Pas de Clean Industrial Deal sans une agriculture européenne renforcée

Aujourd’hui, la Commission européenne a adopté son Clean Industrial Deal. En présentant la feuille de route et les principales initiatives politiques à suivre, le vice-président exécutif, Stéphane Séjourné, a résumé l’ambition comme étant la nécessité de faire plus et mieux, et de créer un véritable plan d’affaires, tout en soulignant la volonté de se concentrer sur le « Made in Europe ». Ce nouvel élan politique est un pas bienvenu et clair dans la bonne direction pour la Commission européenne. Il devra être le premier jalon avant d’autres initiatives ambitieuses pour véritablement concilier compétitivité et transitions.
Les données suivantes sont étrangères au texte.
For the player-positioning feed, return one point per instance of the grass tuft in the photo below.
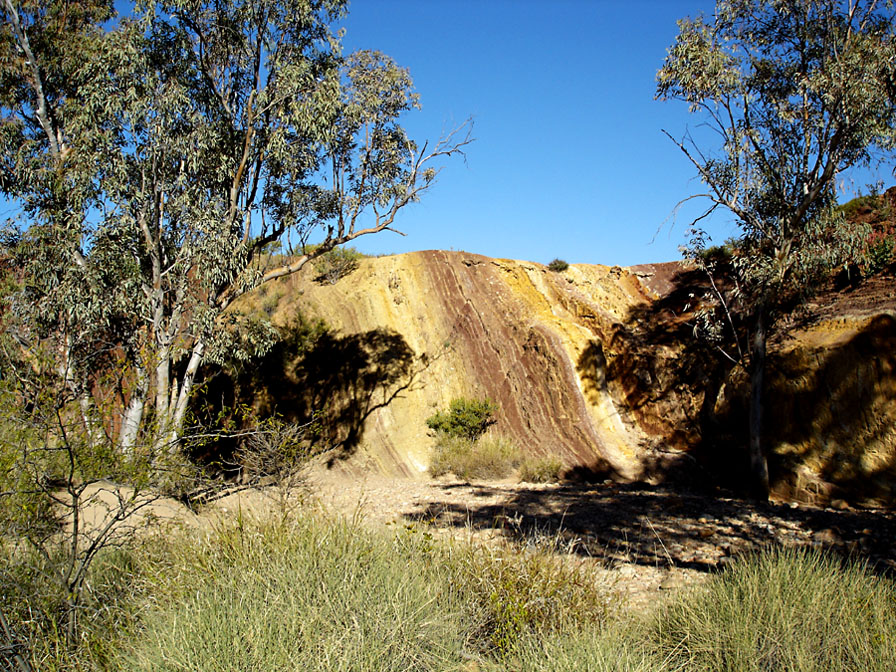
(782, 610)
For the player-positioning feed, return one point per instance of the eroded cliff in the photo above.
(595, 364)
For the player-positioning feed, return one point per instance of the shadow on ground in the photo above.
(658, 526)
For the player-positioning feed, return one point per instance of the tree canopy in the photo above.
(157, 155)
(795, 92)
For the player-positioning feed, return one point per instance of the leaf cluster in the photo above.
(465, 418)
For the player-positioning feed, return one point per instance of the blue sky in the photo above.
(570, 160)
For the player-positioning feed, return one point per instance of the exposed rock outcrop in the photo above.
(598, 366)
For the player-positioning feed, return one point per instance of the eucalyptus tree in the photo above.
(796, 92)
(156, 156)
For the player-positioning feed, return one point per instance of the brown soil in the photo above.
(647, 538)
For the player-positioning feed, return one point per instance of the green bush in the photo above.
(486, 458)
(337, 263)
(465, 418)
(541, 469)
(781, 610)
(558, 266)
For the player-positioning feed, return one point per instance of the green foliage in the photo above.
(545, 469)
(299, 595)
(558, 266)
(796, 92)
(466, 418)
(514, 596)
(782, 610)
(160, 159)
(336, 264)
(485, 458)
(880, 252)
(864, 205)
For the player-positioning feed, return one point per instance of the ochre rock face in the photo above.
(531, 340)
(597, 365)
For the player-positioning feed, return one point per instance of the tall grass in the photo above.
(793, 610)
(309, 593)
(301, 596)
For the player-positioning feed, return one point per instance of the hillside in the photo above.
(597, 365)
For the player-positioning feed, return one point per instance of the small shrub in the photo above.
(465, 418)
(782, 610)
(486, 458)
(541, 469)
(879, 252)
(513, 596)
(337, 263)
(558, 266)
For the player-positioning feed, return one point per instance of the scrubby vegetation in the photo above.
(337, 263)
(465, 418)
(304, 592)
(490, 456)
(547, 469)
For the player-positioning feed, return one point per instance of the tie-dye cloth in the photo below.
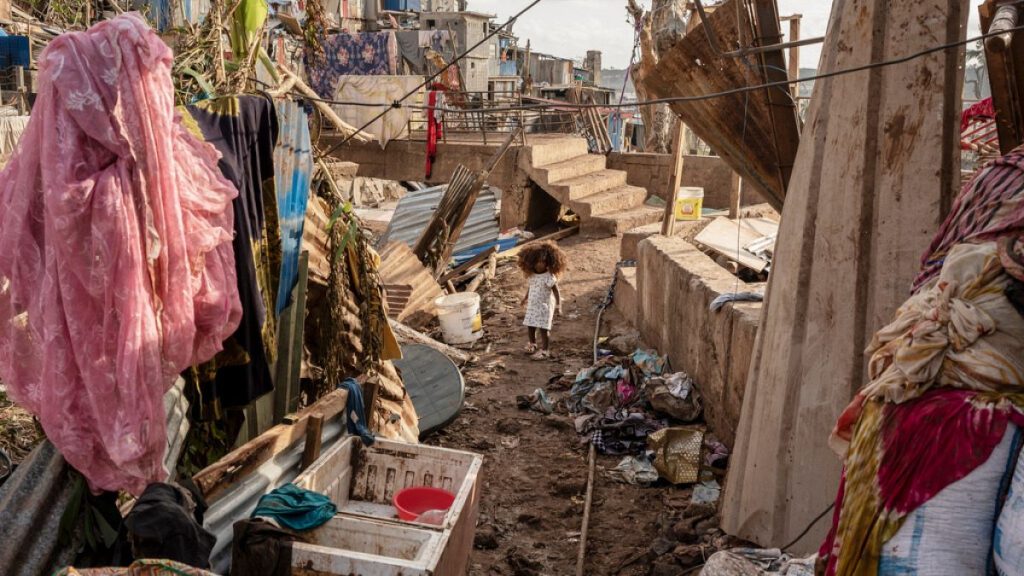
(116, 261)
(947, 375)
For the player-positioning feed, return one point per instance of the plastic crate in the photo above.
(366, 538)
(14, 51)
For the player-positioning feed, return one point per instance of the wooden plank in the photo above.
(729, 237)
(469, 264)
(869, 188)
(784, 120)
(408, 334)
(214, 479)
(560, 235)
(738, 126)
(669, 220)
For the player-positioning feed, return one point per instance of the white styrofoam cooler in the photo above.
(366, 538)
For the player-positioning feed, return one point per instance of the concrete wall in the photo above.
(675, 285)
(653, 171)
(406, 160)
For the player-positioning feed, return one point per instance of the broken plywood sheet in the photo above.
(400, 269)
(731, 238)
(872, 181)
(738, 127)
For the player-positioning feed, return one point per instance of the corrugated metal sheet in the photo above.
(32, 502)
(416, 209)
(240, 500)
(293, 167)
(35, 497)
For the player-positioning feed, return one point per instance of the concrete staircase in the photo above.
(581, 181)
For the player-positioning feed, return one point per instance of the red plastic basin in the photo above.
(412, 502)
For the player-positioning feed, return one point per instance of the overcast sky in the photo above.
(569, 28)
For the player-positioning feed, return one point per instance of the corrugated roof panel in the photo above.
(416, 208)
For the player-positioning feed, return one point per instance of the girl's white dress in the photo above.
(541, 301)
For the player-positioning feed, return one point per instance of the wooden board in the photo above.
(729, 237)
(241, 462)
(740, 127)
(873, 179)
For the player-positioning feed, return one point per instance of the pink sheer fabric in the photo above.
(116, 262)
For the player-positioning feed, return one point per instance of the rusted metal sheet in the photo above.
(32, 502)
(872, 181)
(399, 266)
(35, 497)
(757, 133)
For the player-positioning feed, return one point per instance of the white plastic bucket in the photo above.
(460, 318)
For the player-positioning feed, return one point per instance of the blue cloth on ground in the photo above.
(296, 508)
(355, 414)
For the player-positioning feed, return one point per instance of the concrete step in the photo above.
(570, 168)
(619, 222)
(614, 200)
(588, 184)
(627, 294)
(546, 153)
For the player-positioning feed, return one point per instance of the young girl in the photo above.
(542, 263)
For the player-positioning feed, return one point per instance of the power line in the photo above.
(397, 103)
(672, 99)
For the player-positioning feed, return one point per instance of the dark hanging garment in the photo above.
(163, 524)
(244, 129)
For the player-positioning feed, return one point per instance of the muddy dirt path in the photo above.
(535, 472)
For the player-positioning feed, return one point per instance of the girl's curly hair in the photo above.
(547, 252)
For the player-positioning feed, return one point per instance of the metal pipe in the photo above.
(1005, 21)
(771, 47)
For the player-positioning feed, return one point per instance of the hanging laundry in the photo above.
(363, 53)
(139, 568)
(412, 51)
(293, 166)
(435, 127)
(163, 524)
(115, 253)
(245, 130)
(376, 89)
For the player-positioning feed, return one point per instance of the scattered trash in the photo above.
(675, 396)
(707, 492)
(637, 471)
(677, 453)
(649, 362)
(720, 301)
(716, 454)
(754, 562)
(538, 401)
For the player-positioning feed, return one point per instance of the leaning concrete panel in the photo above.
(873, 177)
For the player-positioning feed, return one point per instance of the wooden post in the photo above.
(669, 222)
(314, 429)
(735, 195)
(795, 53)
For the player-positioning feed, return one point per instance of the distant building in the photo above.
(469, 29)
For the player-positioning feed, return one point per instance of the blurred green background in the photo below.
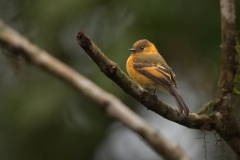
(41, 117)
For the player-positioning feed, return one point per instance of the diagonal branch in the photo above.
(229, 129)
(151, 102)
(107, 102)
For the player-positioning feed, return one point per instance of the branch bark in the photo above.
(107, 102)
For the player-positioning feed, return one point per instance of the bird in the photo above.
(149, 70)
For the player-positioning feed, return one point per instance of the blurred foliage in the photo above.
(43, 118)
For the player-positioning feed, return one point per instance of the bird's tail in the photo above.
(178, 99)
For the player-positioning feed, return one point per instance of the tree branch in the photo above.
(107, 102)
(151, 102)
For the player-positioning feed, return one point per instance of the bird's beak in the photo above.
(132, 49)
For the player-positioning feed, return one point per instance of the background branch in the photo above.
(150, 101)
(109, 103)
(229, 128)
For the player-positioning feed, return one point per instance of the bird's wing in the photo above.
(161, 74)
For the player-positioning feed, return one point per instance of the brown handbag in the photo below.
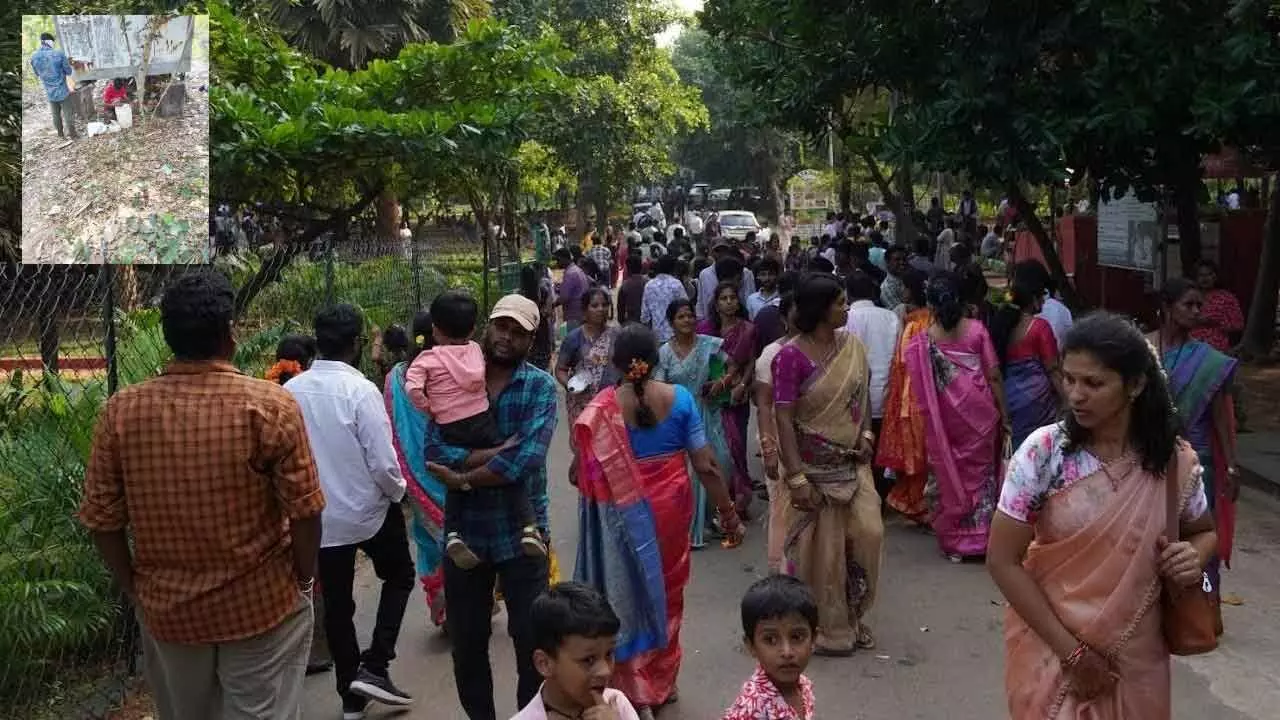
(1187, 618)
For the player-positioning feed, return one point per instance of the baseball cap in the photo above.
(517, 308)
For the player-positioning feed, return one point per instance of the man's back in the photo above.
(878, 329)
(53, 68)
(351, 436)
(205, 465)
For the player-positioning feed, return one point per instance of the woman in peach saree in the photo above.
(901, 442)
(1079, 543)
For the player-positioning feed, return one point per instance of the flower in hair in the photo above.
(639, 370)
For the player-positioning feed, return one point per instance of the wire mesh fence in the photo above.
(73, 335)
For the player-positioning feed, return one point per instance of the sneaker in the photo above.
(533, 543)
(460, 554)
(380, 688)
(353, 706)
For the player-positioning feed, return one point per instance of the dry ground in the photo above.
(136, 196)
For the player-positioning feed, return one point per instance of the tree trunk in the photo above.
(1028, 215)
(1187, 203)
(602, 214)
(1260, 331)
(906, 231)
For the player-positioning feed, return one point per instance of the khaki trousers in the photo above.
(257, 678)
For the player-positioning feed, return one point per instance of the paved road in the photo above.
(938, 628)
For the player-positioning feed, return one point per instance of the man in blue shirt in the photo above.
(53, 68)
(524, 402)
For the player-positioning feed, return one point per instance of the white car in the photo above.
(736, 223)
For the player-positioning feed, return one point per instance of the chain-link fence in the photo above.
(73, 335)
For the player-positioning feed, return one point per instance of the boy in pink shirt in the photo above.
(447, 383)
(575, 632)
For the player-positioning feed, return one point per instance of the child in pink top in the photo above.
(447, 383)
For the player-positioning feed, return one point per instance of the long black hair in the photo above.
(713, 308)
(1115, 342)
(1005, 320)
(635, 355)
(814, 296)
(945, 295)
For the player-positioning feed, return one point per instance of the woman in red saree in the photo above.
(1079, 545)
(727, 320)
(634, 545)
(901, 443)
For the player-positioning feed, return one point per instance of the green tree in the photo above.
(318, 145)
(347, 33)
(740, 145)
(617, 130)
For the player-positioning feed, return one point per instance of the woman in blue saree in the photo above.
(1028, 359)
(408, 434)
(694, 363)
(632, 447)
(1200, 378)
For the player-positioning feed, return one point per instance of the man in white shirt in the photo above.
(727, 265)
(878, 328)
(351, 438)
(694, 224)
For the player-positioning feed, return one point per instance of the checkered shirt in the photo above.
(526, 408)
(205, 466)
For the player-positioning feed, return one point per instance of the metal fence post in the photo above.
(328, 270)
(113, 376)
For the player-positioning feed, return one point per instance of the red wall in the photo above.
(1124, 291)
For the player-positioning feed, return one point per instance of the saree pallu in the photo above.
(1029, 396)
(901, 442)
(408, 437)
(1095, 559)
(634, 547)
(963, 424)
(1197, 376)
(836, 548)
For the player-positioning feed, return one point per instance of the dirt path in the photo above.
(140, 195)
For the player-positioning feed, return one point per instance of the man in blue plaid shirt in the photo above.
(524, 402)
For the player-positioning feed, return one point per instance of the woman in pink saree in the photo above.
(1079, 545)
(631, 443)
(956, 383)
(727, 320)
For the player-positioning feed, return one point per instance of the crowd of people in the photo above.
(878, 378)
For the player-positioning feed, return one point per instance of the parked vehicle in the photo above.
(736, 223)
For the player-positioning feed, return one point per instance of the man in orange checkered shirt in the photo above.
(211, 473)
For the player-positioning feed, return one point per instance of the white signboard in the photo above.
(1128, 233)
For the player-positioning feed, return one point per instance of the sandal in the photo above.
(865, 641)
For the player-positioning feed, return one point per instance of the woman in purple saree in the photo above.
(727, 320)
(955, 376)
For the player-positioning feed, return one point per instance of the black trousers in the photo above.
(388, 550)
(469, 596)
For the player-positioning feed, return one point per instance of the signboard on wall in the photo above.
(1128, 233)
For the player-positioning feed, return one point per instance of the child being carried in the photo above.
(447, 382)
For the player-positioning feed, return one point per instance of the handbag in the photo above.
(1187, 619)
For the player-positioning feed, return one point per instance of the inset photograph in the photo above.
(115, 139)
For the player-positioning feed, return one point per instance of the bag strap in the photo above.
(1174, 490)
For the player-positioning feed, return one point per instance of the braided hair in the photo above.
(635, 355)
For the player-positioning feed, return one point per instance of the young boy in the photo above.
(447, 382)
(574, 636)
(780, 620)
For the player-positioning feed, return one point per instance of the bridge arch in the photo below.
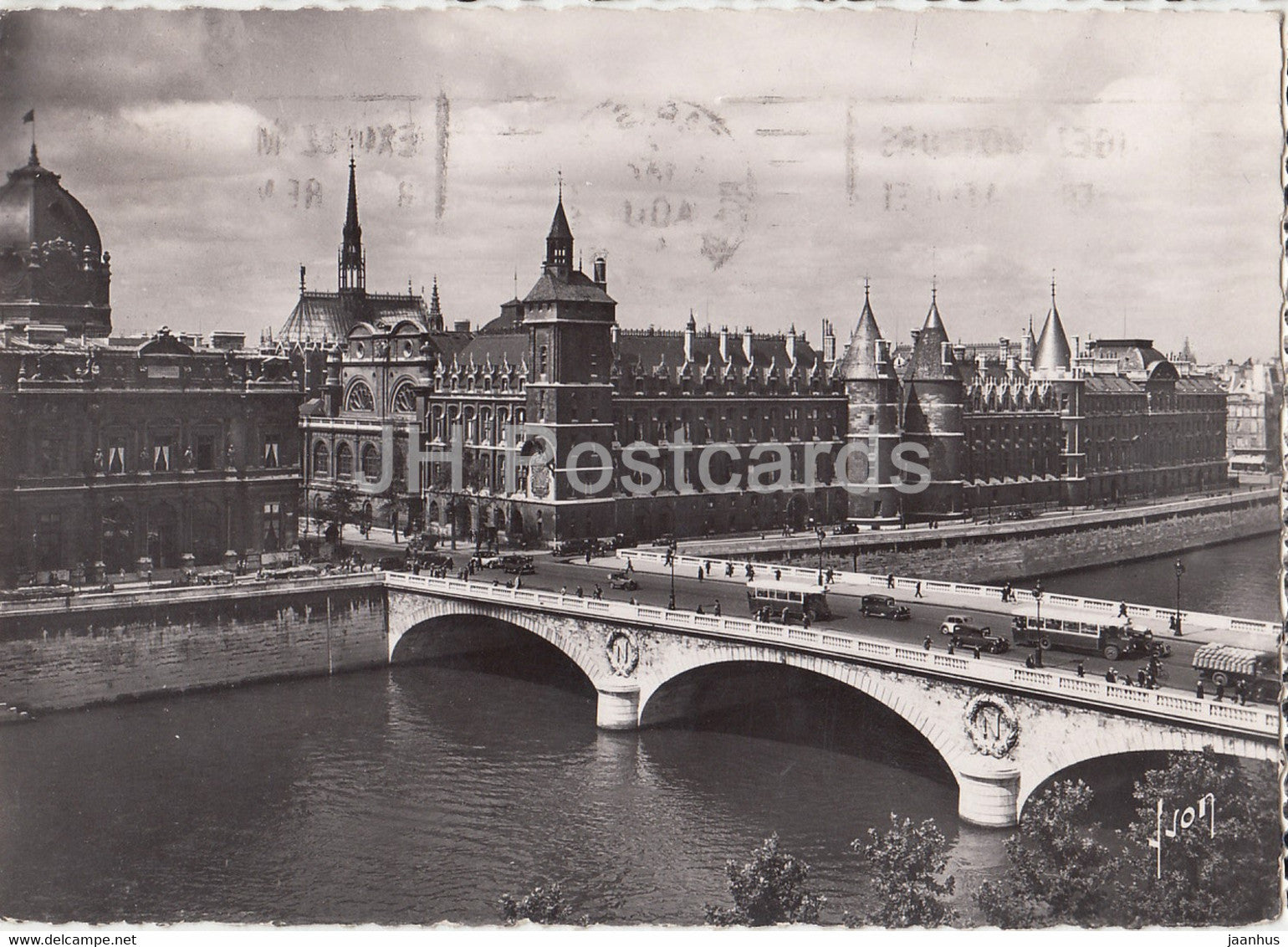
(899, 697)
Le rôle de l’agriculture doit être souligné dans ce contexte : il n’y aura pas de Clean Industrial Deal Made-in-Europe sans davantage et mieux de produits agricoles. Que ce soit pour les énergies renouvelables, les produits chimiques (y compris les bioplastiques), les textiles ou les biomatériaux pour les bâtiments, une grande part des matières premières devra provenir de l’agriculture.

Le rôle de la biomasse agricole doit être davantage souligné et pleinement intégré dans la future stratégie de la bioéconomie. Dès lors, l’Europe doit rechercher une intensification durable, en d’autres termes, produire plus et mieux. Les chaînes de valeur agricoles de la bioéconomie sont stratégiques si l’Europe souhaite construire une économie carbone neutre, souveraine, efficace et abordable.

C’est pourquoi Farm Europe appelle la Commission européenne :

• À intégrer davantage ses stratégies agricoles et industrielles pour libérer le potentiel de contribution des agriculteurs à la bioéconomie sans obstacles inutiles. Par exemple, le plafond de culture des biocarburants devrait être augmenté, les limitations dans la taxonomie levées et des incitations supplémentaires créées pour d’autres secteurs de la bioéconomie allant au-delà des objectifs traditionnels afin de véritablement créer des opportunités de marchés ;

À renforcer ses mécanismes de contrôle et de certification pour stopper la concurrence déloyale des produits importés et établir des chaînes de valeur durables et robustes. Actuellement, les pratiques frauduleuses de labellisation, de certification et le manque de contrôles nuisent au développement des bioproduits Made-in-Europe. A titre d’exemple, la crédibilité de l’annexe IX A des biocarburants nécessite des actions urgentes de la Commission européenne.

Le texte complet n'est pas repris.